在捕捉到紅孩兒后,唐笙手中無形的狗繩拉了拉,通知豬八戒和沙悟凈,表示已經將孫悟空的侄兒“請”到了。
被眾人圍在中間的紅孩兒倒也不慌,先聽聽他們要干嘛。
只是看著那青面僧,就有些害怕。
“嘿嘿,這么小一個,真好玩。”豬八戒湊得最近,他與孫悟空關系不錯,也想順便認個便宜侄子。
四人一馬一狗將紅孩兒團團圍住,盯得紅孩兒有些不自在,問“你們干什么”
剛才顧著算計也沒仔細將他打量,如今瞧了當真還挺可愛的,像極了過年時的福娃,粉雕玉琢白白胖胖,細眉彎彎似二月刀裁柳,即使此刻怒目而視,也只是顯得氣鼓鼓,讓人忍不住想戳臉。
唐笙提著袈裟,笑嘻嘻地說“小施主,貧僧是你叔叔的師父,論輩分你要叫我一聲嗯,叔師。不過這稱呼太過拗口,何況貧僧年紀也不大,太占你便宜也不好,不如你就叫我嬸嬸好了。”
臉皮厚比城墻拐彎,不怕。
紅孩兒還沒說什么,豬八戒卻先叫喚起來,說“不行不行,老豬我是猴哥的師弟,論輩分也得叫我聲叔叔,師父卻要叫嬸嬸,豈不是哎喲,讓翠蘭知曉了會誤會的”
你踏馬的在那嬌羞個什么勁是誰說一想到美女其實是師父就嘔了
“什么叔叔嬸嬸亂七八糟的,我都不認識你們。”紅孩兒心里犯嘀咕,小心翼翼地盯著那青面僧,倒也不似傳聞里那樣可怕,看久了好像還挺老實。倒是這提著自己的女子,雖有人樣,一言一行都古怪得不像人。
山林寂靜,一團云飛來。
“師父,果子。”孫悟空落地時已經瞧見了紅孩兒,此時將他細細打量,很是歡喜地笑起來。
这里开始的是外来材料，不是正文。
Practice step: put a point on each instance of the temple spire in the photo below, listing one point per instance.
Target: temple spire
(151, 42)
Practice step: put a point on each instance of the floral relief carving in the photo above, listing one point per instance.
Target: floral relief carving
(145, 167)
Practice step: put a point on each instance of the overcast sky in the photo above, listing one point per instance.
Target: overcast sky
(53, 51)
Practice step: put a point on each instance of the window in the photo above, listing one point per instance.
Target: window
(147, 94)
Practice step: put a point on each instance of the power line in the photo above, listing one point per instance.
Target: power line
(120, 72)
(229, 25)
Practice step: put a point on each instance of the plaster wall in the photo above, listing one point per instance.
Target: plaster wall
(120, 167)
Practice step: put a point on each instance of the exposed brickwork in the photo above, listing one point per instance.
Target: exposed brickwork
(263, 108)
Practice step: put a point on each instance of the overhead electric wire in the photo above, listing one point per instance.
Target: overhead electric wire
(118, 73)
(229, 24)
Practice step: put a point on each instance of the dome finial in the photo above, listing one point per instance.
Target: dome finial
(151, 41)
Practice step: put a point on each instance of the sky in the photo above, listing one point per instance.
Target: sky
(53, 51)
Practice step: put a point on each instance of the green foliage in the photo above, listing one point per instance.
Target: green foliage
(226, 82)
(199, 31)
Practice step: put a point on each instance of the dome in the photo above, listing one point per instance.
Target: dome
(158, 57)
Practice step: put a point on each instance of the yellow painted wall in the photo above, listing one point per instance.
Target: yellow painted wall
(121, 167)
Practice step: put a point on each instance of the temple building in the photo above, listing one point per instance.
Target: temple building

笑時眼如月牙閃半星,高興得繞著走了兩圈,反復確認問“師父,這是何人難道正是圣嬰大王紅孩兒”
“嗯。”
“嘿嘿哈哈哈哈。”猴兒確定之后高興得將手里果子一拋,使勁地揉小家伙的腦袋。紅孩兒腦袋上只有一團似壽桃短發,此時被孫悟空的毛手揉得像是炸開了。
紅孩兒氣得又想掙扎,這錦斕袈裟卻不是他能掙開,怒道“放開我放開我”
“小家伙你別惱,我乃是五百年前大鬧天宮的孫悟空,是你爹爹牛魔王是我結拜義兄,他必定向你提起過我的名號吧”說時格外得意,雙眼閃著璀璨微光,帶幾分炫耀驕傲,帶幾分迫不及待地待認可。
師弟們都樂呵呵地,只等這小家伙開口叫聲叔叔,自己便也上去討個輩分上的便宜。
紅孩兒卻冷哼一聲,說“哦,原來是大名鼎鼎的弼馬溫,你的名號倒是各處都有傳聞。別亂攀親戚,我爹可沒什么結義弟兄。”
說完還上下將孫悟空打量,眼神輕蔑。
一句弼馬溫只是讓孫悟空有些惱,又念其童言無忌不愿多追究,卻聽說牛魔王沒什么結義弟兄,豈不是說明他被壓在山下五百年,老牛居然與他撇個干干凈凈,連至親都不提一句,不免心寒,更是又恨又怒。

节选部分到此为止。